When I was pregnant with my younger son Jack, I remember a friend telling me "with the first kid, it's all about the first kid, and with the second kid... it's still all about the first kid."
I can't speak for having more than two children, but I do know that one common worry for parents of two kids is that the younger kid gets gypped.
There's just no getting around it, with the older kid, everything is new, so they get a lot of attention. With the second kid, you've done it before and you're too busy worrying about the new things with the first kid to pay the same kind of attention to the second kid.
But a recent post in a parenting group I belong to put this into a new perspective and helped me identify something I've been feeling, which is that it's a lot easier to have a four year old and a seven year old than it is to have a four year old and a one year old.
I feel like I am experiencing Jack at four with a presence and clarity that I didn't get to have with Liam at four. In fact, I've been experiencing some amnesia about Liam at four.
Which is why I am so glad to have my photos from that time, photos that capture for me how it felt, not how it looks. These photos remind me of and connect me to the times that I WAS present with Liam.
And it is also why I am using photography now to soak up these moments with Jack, these last remnants of chubby cheeks and baby talk and little kid cuddles before they disappear forever.

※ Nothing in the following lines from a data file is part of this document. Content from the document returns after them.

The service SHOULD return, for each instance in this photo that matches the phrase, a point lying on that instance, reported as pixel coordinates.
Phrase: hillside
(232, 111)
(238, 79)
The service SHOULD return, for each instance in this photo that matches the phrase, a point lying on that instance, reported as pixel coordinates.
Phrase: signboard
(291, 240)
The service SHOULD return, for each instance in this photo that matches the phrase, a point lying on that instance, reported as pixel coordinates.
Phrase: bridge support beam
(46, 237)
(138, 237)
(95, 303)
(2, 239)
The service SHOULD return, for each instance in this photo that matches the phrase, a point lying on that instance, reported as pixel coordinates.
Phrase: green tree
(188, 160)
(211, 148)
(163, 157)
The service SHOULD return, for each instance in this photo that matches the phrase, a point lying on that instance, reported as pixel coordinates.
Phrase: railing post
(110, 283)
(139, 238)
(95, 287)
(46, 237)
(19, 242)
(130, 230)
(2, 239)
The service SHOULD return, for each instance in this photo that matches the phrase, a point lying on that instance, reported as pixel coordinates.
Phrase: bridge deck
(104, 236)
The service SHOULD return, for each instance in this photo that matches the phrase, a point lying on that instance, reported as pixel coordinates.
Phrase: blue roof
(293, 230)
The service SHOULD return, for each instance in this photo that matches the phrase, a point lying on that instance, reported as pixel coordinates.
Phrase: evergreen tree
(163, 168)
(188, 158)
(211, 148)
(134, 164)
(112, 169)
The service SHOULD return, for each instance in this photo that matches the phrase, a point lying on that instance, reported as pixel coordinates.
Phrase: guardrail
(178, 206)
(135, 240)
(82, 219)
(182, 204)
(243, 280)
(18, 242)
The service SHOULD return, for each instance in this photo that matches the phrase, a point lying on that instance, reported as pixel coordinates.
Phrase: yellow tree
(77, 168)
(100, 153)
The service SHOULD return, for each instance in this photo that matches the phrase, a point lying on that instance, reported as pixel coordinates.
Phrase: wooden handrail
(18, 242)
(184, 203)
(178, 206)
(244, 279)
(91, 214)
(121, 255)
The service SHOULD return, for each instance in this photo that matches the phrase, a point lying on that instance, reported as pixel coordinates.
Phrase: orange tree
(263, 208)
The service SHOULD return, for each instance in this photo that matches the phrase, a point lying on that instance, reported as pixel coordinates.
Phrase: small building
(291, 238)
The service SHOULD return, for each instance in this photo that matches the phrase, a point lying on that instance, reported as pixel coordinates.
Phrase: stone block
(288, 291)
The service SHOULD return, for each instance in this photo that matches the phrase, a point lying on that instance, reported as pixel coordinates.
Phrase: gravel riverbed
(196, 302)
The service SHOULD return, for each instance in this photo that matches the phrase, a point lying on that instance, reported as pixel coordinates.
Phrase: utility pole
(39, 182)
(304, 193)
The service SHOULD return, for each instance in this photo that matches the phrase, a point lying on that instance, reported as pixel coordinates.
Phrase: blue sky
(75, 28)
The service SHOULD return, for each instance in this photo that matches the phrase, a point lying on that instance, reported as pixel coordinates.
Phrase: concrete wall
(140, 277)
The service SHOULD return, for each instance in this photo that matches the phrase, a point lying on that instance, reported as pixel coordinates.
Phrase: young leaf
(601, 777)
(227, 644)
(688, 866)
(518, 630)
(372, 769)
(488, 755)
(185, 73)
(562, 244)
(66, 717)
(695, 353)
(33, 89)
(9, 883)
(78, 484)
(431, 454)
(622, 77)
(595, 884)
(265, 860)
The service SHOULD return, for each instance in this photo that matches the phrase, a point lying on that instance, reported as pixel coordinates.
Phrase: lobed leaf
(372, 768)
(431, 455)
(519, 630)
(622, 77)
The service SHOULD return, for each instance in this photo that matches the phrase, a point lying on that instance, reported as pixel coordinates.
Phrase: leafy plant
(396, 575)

For me, something magical happens when I take out my camera - my camera becomes part of how I experience my kids, how I relate to them, how I love them. There is a connection through the lens that occurs that cannot be recreated any other way.
It doesn't happen automatically. In fact, for most, the experience with the camera, whether smartphone, point-and-shoot or DSLR, is more transactional or utilitarian. The camera is thought of as a recording device. Think about writing - you can use a pen to jot down a phone number, or you can use it to pour out your deepest feelings.
It's similar with your camera, except that your camera has a more active presence in real time. And yes, absolutely, your camera can come between you and your child and ruin the moment.
But I want to show you a different way of using your camera in your relationship with your kids that will enhance rather than detract from your - and their - experience.
Your camera can become not just a recording tool but a positive, magic making part of your relationship that brings you closer to them.